Being able to say ‘no’ to a client is probably one of the most essential skills an agency can have, especially if it is growing at a pace. You don’t want to end up with a difficult client, or a client in an industry that doesn’t fit with your ethos and purpose.
We are going to look at some ways in which you can refuse new work offers, for the right reasons.
Sometimes you may have a chance at landing a client and it all gets rather exciting. You’ve spent a while building or helping to build a great digital agency, and the clients are coming in at a good pace. But then you find a potential client (or they find you) that has a context you just can’t be part of.
At the less extreme end, it could be a client that is in an industry that doesn’t fit with your values. Maybe it’s a client that doesn’t have a sustainable approach to its work, and that doesn’t work for you. Or maybe it’s a health issue, and the potential client sells products that are potentially dangerous in the long term, or at least not ‘good’ for consumers. This second kind of client can be found in the recent boom of the electronic cigarette industry, for example.
At the worst end of things, we are talking clients who deal in offensive stuff, or have an approach to business that is simply unethical.
We have put this ‘reason to say no’ at the start of things because going down this road, even if it seems more ‘business’ than personal, is not good for the agency. If it doesn’t feel right on a gut level, the client is not worth having.
Sorry about the drastic subhead there, but money does make the world go round. And in digital agency work, it is a problem.
Or it can be if you start accepting projects that simply do not make you a sensible profit. Your agency needs to have standards, and only pitch or entertain work offers that meet those. Getting your price point right is vital, but perhaps even more vital is the need to stick to it. If you start letting discount requests pile up, and offering special deals to all of your customers who have been with you longer than a couple of weeks, your bottom line is going to suffer. But that isn’t the only consequence.

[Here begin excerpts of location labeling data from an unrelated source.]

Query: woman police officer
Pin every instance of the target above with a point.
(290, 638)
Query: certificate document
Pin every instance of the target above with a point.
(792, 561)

A digital agency relies upon having a strong brand, supported by principles and approaches that scream ‘quality’. As soon as word gets around that you are cheap, your brand will start to dip in perception. The one thing that ‘cheap’ gets is a bad reputation. It means you don’t respect clients, and you don’t even respect what you do.
If a client (long term or otherwise) tries to pull you way down under when it comes to price, you should be instinctively saying ‘no’.
Being in the creative sphere means that, every now and then, your clients will require changes to the output. This is quite common, and it is also quite common for the number of changes and updates to be specified in a contract. But that doesn’t mean they won’t keep asking.
If a client starts to go down the road of asking for numerous changes, time and time again, and the work isn’t included, cost-wise, in the contract, then you need to start saying no. This is for two main reasons. The first concerns value. If you are updating and changing work constantly, you’re working for free. And as soon as people hear that you’re doing this, you will come across as desperate, and worse, poor quality. No one likes to hear about an agency that always makes changes to work.
The second reason is that it takes up a lot of time. You can’t keep making changes and waste valuable employee time, time when another project could be worked on. Your clients need to know you are confident about what you do, and that you expect your work to be seen as high quality.
There is only one real reason why clients choose to work with you. They feel that you know what you are doing, and that you have expertise. This is especially true for established, professional agencies.
The most obvious time when this is happening is when a client comes to you and says that they want to replicate what one of their competitors is doing on social media or online in general. You, as an agency, need to quickly audit what the client is talking about, so that you know if the behaviour or element of strategy will actually help your client.
They are coming to you for guidance, and if what they want will hurt their brand, that’s when you have to say no. It works out a lot better for the client in the long run, and again it shows that you value what you do, to the extent that you know exactly what you shouldn’t do.
If you’re struggling to say no to clients, think about the points above. Sometimes it is the only word that will help your agency grow.